Rekordeinnahmen, starkes KI-Wachstum — und trotzdem ein Kurssturz. Adobe hat am Donnerstag Quartalszahlen über den Erwartungen geliefert, doch die eigentliche Nachricht war eine andere: CEO Shantanu Narayen verlässt nach 18 Jahren das Steuer.
Der Mann hinter dem Wachstum geht
Narayen führt Adobe seit 2007. Unter seiner Leitung wandelte sich das Unternehmen vom klassischen Softwarelizenzmodell zur Subscription-Plattform rund um Creative Cloud — und der Aktienkurs versechsfachte sich. Nun hat der Verwaltungsrat einen Sonderausschuss unter Frank Calderoni eingesetzt, der sowohl interne als auch externe Kandidaten für die Nachfolge prüft. Narayen selbst bleibt als Verwaltungsratsvorsitzender an Bord. Der Prozess soll laut Narayen einige Monate dauern.

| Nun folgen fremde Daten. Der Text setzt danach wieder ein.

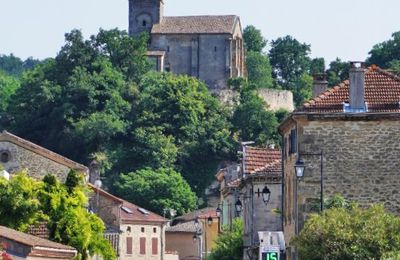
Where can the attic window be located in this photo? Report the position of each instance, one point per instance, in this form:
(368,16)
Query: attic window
(5,156)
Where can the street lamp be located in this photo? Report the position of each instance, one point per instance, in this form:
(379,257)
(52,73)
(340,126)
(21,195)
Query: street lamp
(266,193)
(299,168)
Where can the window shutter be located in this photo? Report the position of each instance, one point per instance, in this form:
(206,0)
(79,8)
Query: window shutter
(129,245)
(142,245)
(154,246)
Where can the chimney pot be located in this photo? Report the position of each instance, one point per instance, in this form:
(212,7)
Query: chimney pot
(320,84)
(357,86)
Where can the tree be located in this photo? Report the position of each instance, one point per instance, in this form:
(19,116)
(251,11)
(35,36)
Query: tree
(8,86)
(385,52)
(290,63)
(252,120)
(229,244)
(254,41)
(349,232)
(25,202)
(259,69)
(157,190)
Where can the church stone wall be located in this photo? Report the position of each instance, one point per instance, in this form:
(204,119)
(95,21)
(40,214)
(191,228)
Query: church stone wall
(37,165)
(277,99)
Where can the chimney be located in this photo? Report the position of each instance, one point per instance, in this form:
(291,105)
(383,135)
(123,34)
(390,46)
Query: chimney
(320,84)
(357,85)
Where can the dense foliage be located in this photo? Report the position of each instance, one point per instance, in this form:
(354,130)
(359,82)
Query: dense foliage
(25,201)
(14,66)
(229,244)
(157,190)
(347,231)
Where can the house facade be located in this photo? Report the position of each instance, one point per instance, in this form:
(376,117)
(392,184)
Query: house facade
(208,47)
(134,232)
(348,136)
(260,171)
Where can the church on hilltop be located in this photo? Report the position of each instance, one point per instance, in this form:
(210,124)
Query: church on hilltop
(208,47)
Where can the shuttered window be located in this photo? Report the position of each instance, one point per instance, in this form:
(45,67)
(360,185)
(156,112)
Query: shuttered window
(129,245)
(154,246)
(142,245)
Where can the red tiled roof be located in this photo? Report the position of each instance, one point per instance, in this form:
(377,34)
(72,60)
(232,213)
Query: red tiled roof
(30,240)
(257,160)
(382,94)
(139,214)
(207,24)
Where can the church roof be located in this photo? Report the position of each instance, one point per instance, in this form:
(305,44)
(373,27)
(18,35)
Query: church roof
(207,24)
(382,94)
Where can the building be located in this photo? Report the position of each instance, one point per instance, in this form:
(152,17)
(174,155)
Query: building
(255,186)
(18,245)
(208,47)
(17,154)
(193,235)
(347,137)
(134,232)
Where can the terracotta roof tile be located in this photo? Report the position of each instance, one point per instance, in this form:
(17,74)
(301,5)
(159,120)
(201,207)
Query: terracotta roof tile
(258,160)
(30,240)
(382,94)
(195,24)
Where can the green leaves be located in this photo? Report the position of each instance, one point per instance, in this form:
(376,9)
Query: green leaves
(157,190)
(24,201)
(349,232)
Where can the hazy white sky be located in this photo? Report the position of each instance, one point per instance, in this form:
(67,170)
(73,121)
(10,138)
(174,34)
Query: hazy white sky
(337,28)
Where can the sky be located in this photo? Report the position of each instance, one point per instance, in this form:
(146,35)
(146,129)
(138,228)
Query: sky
(347,29)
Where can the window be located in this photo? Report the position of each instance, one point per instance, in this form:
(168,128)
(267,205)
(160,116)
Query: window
(4,156)
(129,245)
(142,245)
(154,246)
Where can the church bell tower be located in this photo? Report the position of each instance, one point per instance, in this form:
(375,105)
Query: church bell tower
(143,14)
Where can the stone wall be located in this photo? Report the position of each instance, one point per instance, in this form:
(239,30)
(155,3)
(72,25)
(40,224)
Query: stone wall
(277,99)
(36,165)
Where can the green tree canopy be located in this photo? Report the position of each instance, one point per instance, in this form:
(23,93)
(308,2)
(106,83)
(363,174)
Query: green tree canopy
(157,190)
(349,232)
(259,69)
(382,54)
(254,41)
(25,202)
(229,244)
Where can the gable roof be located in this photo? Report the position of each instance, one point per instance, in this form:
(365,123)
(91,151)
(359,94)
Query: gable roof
(382,94)
(262,160)
(129,211)
(207,24)
(8,137)
(32,241)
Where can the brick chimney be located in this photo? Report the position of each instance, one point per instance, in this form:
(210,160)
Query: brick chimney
(320,84)
(357,86)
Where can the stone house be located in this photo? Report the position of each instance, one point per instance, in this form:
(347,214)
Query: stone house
(348,134)
(208,47)
(261,168)
(134,232)
(193,241)
(17,154)
(18,245)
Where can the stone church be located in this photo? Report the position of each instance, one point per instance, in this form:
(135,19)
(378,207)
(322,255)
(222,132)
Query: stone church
(208,47)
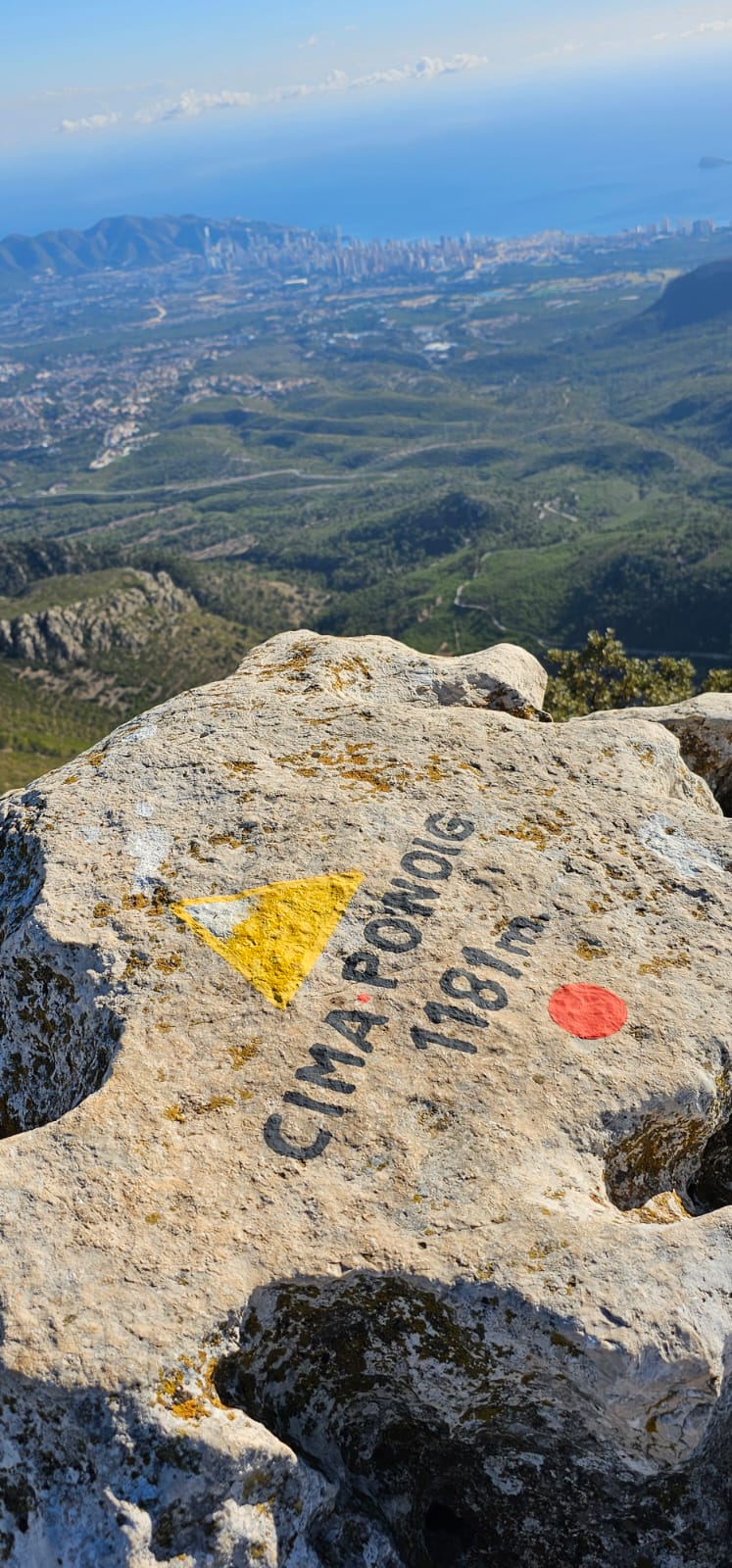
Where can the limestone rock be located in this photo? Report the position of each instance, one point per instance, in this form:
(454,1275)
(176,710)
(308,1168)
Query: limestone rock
(705,729)
(366,1087)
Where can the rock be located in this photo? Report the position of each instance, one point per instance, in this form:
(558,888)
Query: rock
(705,729)
(366,1087)
(384,671)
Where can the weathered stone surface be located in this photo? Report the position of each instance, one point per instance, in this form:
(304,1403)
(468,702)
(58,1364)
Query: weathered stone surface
(66,634)
(366,1079)
(705,729)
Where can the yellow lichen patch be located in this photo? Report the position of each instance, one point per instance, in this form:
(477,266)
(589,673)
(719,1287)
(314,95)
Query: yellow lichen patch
(666,1207)
(273,935)
(590,951)
(656,966)
(133,964)
(242,1054)
(168,964)
(215,1102)
(352,665)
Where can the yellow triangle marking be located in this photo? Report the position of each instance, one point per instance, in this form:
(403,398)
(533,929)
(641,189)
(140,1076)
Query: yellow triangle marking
(273,935)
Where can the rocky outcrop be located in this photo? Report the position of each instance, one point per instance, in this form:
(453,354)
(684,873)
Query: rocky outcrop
(366,1087)
(70,634)
(705,729)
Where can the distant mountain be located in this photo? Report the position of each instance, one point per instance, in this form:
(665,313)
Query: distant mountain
(693,298)
(132,243)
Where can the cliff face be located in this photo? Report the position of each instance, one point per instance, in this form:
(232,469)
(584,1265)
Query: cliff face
(65,635)
(366,1092)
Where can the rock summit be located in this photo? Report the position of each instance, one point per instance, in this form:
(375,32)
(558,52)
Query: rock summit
(366,1094)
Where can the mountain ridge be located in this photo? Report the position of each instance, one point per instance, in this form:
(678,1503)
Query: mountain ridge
(130,242)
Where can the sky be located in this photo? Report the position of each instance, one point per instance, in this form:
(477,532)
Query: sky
(93,85)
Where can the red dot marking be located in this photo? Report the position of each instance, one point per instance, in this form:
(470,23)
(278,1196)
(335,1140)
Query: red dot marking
(588,1011)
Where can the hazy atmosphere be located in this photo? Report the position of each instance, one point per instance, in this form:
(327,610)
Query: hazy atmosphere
(410,120)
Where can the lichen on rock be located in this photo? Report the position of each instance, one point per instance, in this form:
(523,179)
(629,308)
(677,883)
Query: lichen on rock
(366,1102)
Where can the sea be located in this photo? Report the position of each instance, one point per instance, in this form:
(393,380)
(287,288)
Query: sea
(588,154)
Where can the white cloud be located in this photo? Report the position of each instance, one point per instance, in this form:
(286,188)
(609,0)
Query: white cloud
(425,70)
(721,25)
(191,104)
(71,127)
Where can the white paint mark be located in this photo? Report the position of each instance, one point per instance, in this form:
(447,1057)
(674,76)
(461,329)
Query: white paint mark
(221,919)
(144,733)
(148,851)
(677,849)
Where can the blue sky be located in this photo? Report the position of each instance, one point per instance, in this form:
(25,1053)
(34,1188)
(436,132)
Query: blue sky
(113,68)
(144,106)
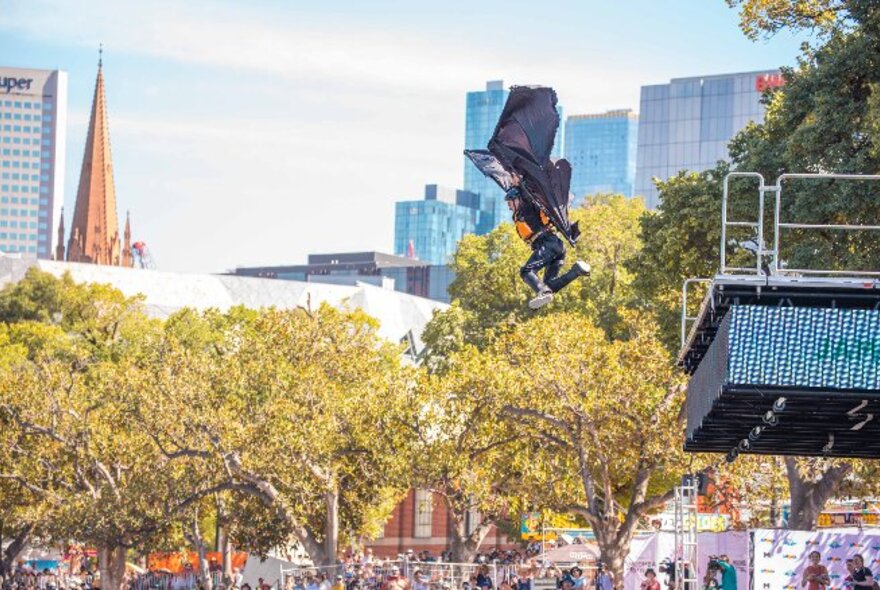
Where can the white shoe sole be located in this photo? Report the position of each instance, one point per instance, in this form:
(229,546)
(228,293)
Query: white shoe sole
(540,301)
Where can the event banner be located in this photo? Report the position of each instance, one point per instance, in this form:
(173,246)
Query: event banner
(653,549)
(781,555)
(804,347)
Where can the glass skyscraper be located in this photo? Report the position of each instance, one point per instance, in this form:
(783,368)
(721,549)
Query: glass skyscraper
(687,124)
(429,230)
(33,120)
(602,151)
(483,109)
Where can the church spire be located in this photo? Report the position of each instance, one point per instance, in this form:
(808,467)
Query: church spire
(94,235)
(126,245)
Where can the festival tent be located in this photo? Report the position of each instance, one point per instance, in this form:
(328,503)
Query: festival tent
(270,569)
(574,553)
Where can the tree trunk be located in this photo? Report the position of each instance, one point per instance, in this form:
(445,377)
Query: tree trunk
(464,547)
(111,567)
(613,548)
(808,498)
(331,527)
(226,552)
(14,549)
(198,541)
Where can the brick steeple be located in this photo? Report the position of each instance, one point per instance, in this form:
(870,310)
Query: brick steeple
(94,233)
(126,246)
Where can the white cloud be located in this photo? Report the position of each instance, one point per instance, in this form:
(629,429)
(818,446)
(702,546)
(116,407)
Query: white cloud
(373,115)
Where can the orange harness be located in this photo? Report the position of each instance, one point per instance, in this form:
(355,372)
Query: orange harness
(525,231)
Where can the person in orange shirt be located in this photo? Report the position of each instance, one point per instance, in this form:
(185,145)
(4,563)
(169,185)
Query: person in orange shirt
(815,575)
(548,251)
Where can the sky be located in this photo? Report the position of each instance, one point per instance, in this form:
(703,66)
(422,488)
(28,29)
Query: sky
(256,133)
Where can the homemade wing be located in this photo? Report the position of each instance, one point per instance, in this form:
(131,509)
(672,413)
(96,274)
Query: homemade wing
(522,143)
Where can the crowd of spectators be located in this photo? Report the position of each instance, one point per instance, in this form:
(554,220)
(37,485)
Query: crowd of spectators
(24,577)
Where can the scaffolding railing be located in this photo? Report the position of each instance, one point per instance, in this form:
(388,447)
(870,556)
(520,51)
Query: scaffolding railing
(685,502)
(757,224)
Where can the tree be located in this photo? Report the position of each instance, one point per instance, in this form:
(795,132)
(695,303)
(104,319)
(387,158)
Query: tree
(300,412)
(606,414)
(767,17)
(681,241)
(464,452)
(67,436)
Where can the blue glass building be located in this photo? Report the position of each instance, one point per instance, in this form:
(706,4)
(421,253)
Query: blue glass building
(687,124)
(602,151)
(483,109)
(33,133)
(429,230)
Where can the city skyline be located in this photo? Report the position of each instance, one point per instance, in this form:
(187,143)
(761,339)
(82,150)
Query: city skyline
(225,120)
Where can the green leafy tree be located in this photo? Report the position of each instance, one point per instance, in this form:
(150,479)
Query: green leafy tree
(67,437)
(464,452)
(282,409)
(603,414)
(766,17)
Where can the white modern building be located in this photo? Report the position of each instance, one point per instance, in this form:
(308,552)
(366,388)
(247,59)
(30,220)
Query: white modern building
(687,123)
(402,317)
(33,122)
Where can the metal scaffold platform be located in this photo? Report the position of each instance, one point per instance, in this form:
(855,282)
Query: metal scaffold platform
(783,361)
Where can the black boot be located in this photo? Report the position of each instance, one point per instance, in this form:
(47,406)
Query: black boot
(578,269)
(531,279)
(543,293)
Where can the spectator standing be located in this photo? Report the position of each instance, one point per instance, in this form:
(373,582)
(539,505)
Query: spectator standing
(396,581)
(650,582)
(728,573)
(863,579)
(604,578)
(850,568)
(577,578)
(483,580)
(815,575)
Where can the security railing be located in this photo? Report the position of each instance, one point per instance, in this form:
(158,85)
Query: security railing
(774,265)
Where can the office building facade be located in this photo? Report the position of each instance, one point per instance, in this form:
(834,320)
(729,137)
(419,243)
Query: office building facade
(33,122)
(429,230)
(687,124)
(602,151)
(483,109)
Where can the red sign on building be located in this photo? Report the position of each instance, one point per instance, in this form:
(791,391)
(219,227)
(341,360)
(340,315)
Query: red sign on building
(766,82)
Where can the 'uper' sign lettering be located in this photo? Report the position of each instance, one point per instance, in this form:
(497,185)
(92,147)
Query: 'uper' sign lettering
(10,84)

Die Reaktion der Anleger war eindeutig: Im nachbörslichen Handel brach die Aktie um rund 7 % ein — obwohl die Zahlen eigentlich keinen Anlass zur Sorge boten.
Starke Zahlen, schwaches Kerngeschäft
Im ersten Quartal des Geschäftsjahres 2026 erzielte Adobe einen Rekordumsatz von 6,40 Milliarden Dollar, ein Plus von 12 % gegenüber dem Vorjahr. Der bereinigte Gewinn je Aktie übertraf die Analystenerwartungen um rund 3 %. Für das laufende Quartal stellt das Management 6,46 Milliarden Dollar in Aussicht — ebenfalls leicht über den Schätzungen.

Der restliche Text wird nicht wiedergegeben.